The annual meeting of the International Whaling Commission (IWC) this month is set to take a different tone from previous gatherings. For the first time, the pro-whaling lobby seems to have amassed sufficient numbers to exercise a majority.

The IWC has long struggled to balance the competing demands of its remit to conserve whale stocks and develop a sustainable whaling industry. Its membership has been bitterly divided since 1986, when the commission introduced a moratorium on commercial whaling.

The pro-whaling block, led by Japan, has rarely got its way. The commission acts more like a conservation organization than one geared towards regulating commercial whaling, complains Joji Morishita of Japan's fishery agency. He says that, with a majority, the pro-whaling nations would steer the IWC back towards its original purpose.

The pro-whaling lobby does not yet have enough members to quash the moratorium on commercial whaling, which would require a three-quarters majority.
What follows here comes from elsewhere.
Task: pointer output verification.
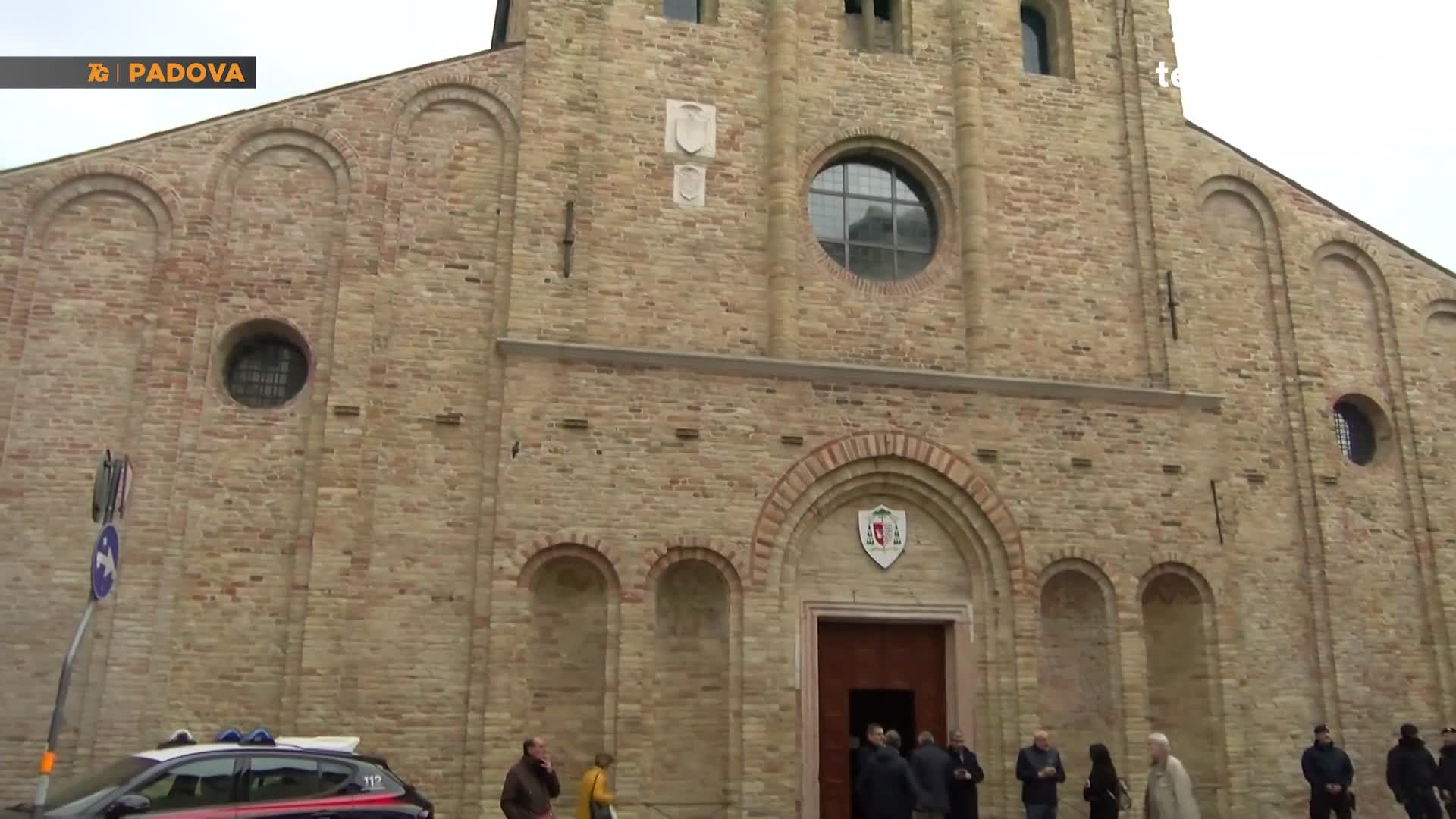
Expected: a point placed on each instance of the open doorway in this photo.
(890, 707)
(874, 672)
But it may be able to push the IWC to axe several subcommittees, such as those devoted to conservation or the impact of whaling on whale-watching, says Phillip Clapham, a marine biologist at the National Marine Mammal Laboratory in Seattle.
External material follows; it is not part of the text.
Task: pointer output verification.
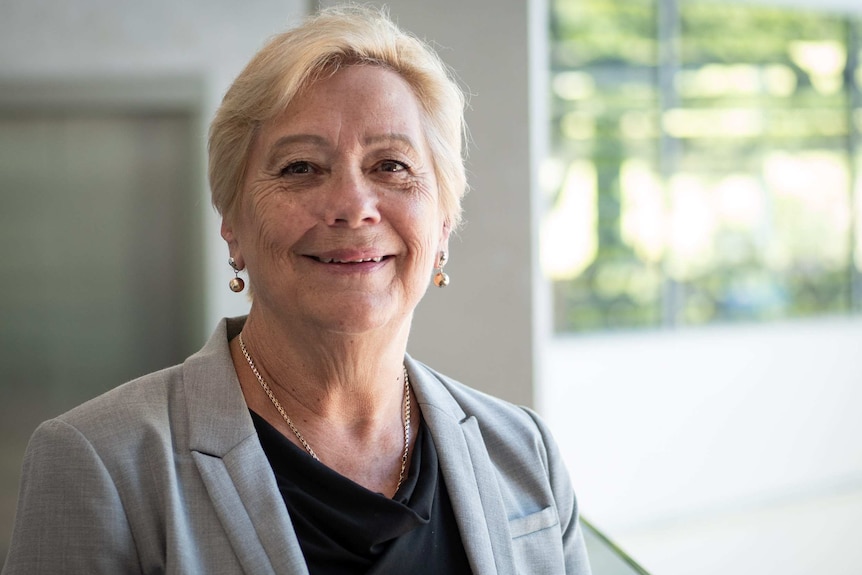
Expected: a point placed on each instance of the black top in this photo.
(343, 528)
It could also help Japan to score some much needed political credibility points. Since the moratorium, Japan has killed more than 8,000 whales for scientific research. This is permitted under IWC rules, although Japan's programme has never been approved by the commission. At the IWC's annual meeting in Ulsan, South Korea, on 20–24 June, Japan is expected to table a proposal that would double its annual take for research purposes.

But anti-whaling nations believe the programmes have little scientific benefit. Although Japan doesn't need IWC backing to carry out scientific whaling, formal approval for either its previous programme or its latest proposals would bolster the country's image (see pages 856 and 883).

Morishita says that the extra catch will provide data that anti-whalers say are needed before commercial whaling can resume. “As it gets more political, the scientists come up with more difficult questions, and these require more data,” he says.